Our compensation model reinforces the design with incentives. The team that that creates work gets a modest, stable salary and a share of earnings that increases predictably and aggressively, in proportion to our profits. Team members who master new routines, called agents, are paid for the work they individually deliver. Last, in addition to a modest and stable salary, engineers are generously rewarded when they destroy jobs by automating routine tasks.

These ways of working answer urgent concerns employers face in the COVID era: strategic agility, capital efficiency, workforce “utilization,” and continuous learning in one go. But it’s not just the tangible results that inspire me, it’s the deep truths they reflect.

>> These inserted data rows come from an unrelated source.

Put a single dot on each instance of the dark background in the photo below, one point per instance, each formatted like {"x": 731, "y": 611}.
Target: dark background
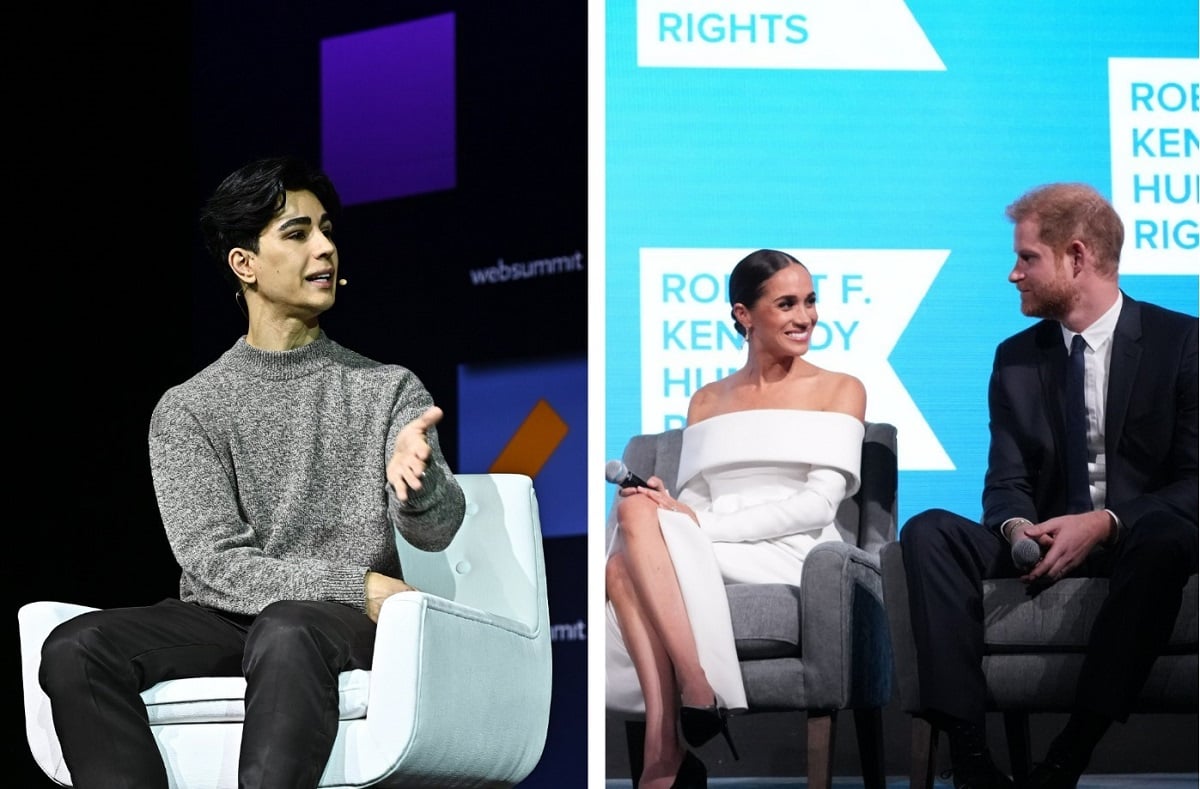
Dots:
{"x": 123, "y": 121}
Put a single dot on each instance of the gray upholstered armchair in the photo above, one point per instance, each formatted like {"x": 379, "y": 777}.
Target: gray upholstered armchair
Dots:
{"x": 820, "y": 646}
{"x": 1033, "y": 649}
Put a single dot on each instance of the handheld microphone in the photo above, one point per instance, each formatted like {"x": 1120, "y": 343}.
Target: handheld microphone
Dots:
{"x": 1026, "y": 553}
{"x": 619, "y": 475}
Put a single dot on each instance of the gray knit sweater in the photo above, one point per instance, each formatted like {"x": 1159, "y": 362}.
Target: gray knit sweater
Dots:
{"x": 269, "y": 468}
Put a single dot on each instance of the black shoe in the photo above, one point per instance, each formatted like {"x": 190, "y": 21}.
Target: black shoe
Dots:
{"x": 978, "y": 771}
{"x": 702, "y": 723}
{"x": 970, "y": 758}
{"x": 693, "y": 774}
{"x": 1061, "y": 770}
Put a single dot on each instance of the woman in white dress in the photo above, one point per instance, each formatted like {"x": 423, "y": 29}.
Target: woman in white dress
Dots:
{"x": 768, "y": 455}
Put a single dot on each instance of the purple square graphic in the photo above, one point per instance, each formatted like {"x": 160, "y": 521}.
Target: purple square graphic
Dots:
{"x": 388, "y": 109}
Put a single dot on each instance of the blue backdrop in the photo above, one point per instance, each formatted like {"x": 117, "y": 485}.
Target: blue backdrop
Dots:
{"x": 880, "y": 142}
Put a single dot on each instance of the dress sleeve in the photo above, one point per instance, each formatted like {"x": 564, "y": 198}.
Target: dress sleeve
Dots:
{"x": 811, "y": 509}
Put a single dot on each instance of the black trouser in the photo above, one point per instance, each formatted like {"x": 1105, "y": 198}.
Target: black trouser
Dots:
{"x": 95, "y": 666}
{"x": 946, "y": 559}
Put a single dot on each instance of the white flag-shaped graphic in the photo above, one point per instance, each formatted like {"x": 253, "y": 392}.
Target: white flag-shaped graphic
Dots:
{"x": 873, "y": 35}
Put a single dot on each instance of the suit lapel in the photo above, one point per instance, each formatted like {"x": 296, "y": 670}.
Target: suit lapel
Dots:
{"x": 1122, "y": 372}
{"x": 1051, "y": 369}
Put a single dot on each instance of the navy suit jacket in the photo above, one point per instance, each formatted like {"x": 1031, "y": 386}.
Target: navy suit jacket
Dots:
{"x": 1150, "y": 433}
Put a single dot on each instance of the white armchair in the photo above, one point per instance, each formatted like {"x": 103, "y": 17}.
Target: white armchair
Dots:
{"x": 457, "y": 696}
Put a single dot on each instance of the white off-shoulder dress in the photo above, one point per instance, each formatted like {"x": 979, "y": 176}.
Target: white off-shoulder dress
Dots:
{"x": 766, "y": 486}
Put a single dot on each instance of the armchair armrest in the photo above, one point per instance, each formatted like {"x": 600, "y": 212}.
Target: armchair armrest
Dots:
{"x": 454, "y": 686}
{"x": 844, "y": 637}
{"x": 35, "y": 622}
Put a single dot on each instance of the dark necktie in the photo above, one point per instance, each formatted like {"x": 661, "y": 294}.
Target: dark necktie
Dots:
{"x": 1079, "y": 499}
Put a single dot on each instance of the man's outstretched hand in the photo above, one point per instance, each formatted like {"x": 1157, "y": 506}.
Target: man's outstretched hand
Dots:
{"x": 406, "y": 469}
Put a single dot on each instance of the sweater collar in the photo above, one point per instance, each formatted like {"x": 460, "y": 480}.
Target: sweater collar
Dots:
{"x": 281, "y": 365}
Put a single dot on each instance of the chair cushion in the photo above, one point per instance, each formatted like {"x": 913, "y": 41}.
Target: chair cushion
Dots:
{"x": 221, "y": 699}
{"x": 1060, "y": 616}
{"x": 766, "y": 620}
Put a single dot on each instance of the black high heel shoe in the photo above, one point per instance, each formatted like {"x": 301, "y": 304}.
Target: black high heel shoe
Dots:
{"x": 702, "y": 723}
{"x": 693, "y": 774}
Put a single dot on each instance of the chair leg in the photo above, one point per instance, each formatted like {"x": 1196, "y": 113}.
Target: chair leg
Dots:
{"x": 821, "y": 740}
{"x": 1020, "y": 758}
{"x": 635, "y": 742}
{"x": 924, "y": 754}
{"x": 869, "y": 728}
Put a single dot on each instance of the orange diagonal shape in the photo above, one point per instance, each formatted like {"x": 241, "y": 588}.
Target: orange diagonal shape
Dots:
{"x": 533, "y": 443}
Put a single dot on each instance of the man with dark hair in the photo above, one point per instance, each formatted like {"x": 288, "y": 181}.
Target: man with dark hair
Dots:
{"x": 283, "y": 471}
{"x": 1123, "y": 507}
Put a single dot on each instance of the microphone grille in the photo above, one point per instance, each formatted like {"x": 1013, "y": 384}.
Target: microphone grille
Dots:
{"x": 1026, "y": 553}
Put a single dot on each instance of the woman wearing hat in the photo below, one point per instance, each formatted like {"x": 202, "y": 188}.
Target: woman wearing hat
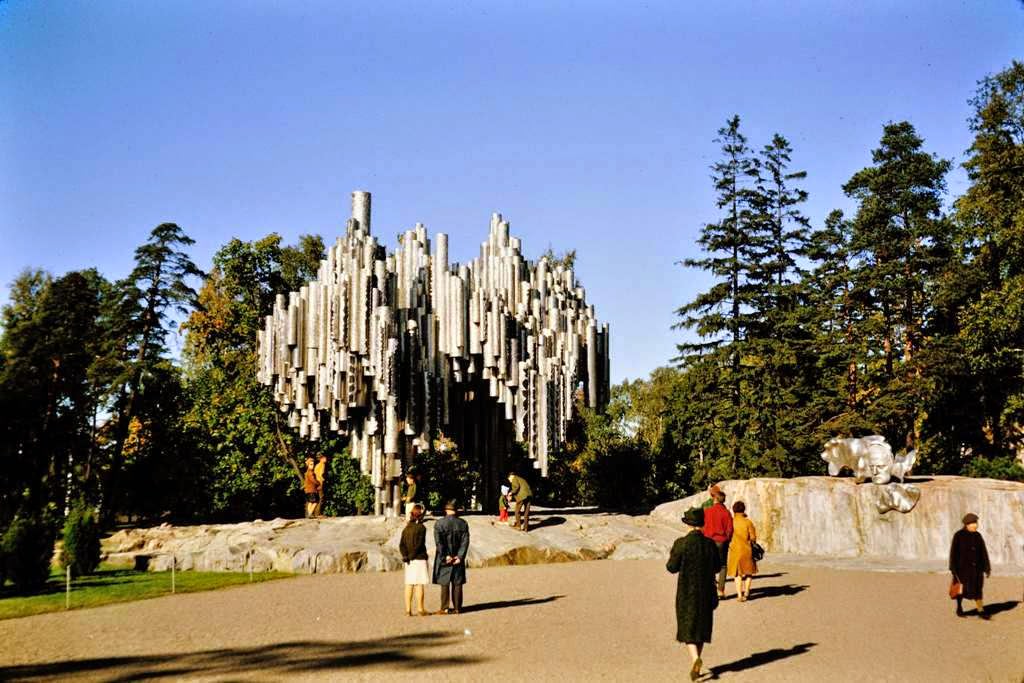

In the examples I shared, people aren’t expected to perform work without variation, as if they were machines. To the contrary, a large proportion of the workforce can contribute profoundly because they are expected to evolve. This isn’t something just the 15% are capable of doing — this is something that people, in general, are designed to do.

III. Let’s Create Work & Put Ourselves Out of Jobs

Out of touch technocrats or people with far more working capital than the average American may not be afraid of losing work to machines, or of losing jobs in general. But for anyone dependent on work to live or feed their families the prospect of unemployment is scary. It wouldn’t be scary to lose our jobs, though, if companies were great at continuously matching people with work.

In companies like this — like ours — handing off your job doesn’t mean losing a relationship with an employer, losing an identity, or losing a livelihood. It doesn’t, in a strange way, feel like a death. To the contrary, it feels like new life. Handing off work to the machine just means it’s time to do what they do best, whether that’s creating something wholly original, learning a new skill, or taking on a new set of responsibilities. From this posture, bold vision develops in at every level of the org chart because people have the security and freedom to ask the fearless question asked by leaders throughout time: “how can I put myself out of a job?”

So what do I want you to know? Jobs are limited, but work may not be. The world isn’t complete, neither are its instructions — we humans have an enduring role in deciding what to do and what to reward. And until the world is just, until every need is met, and until we can imagine nothing more beautiful than what is, there is more work for us to do. It’s on us to find better ways to organize and reward it, now.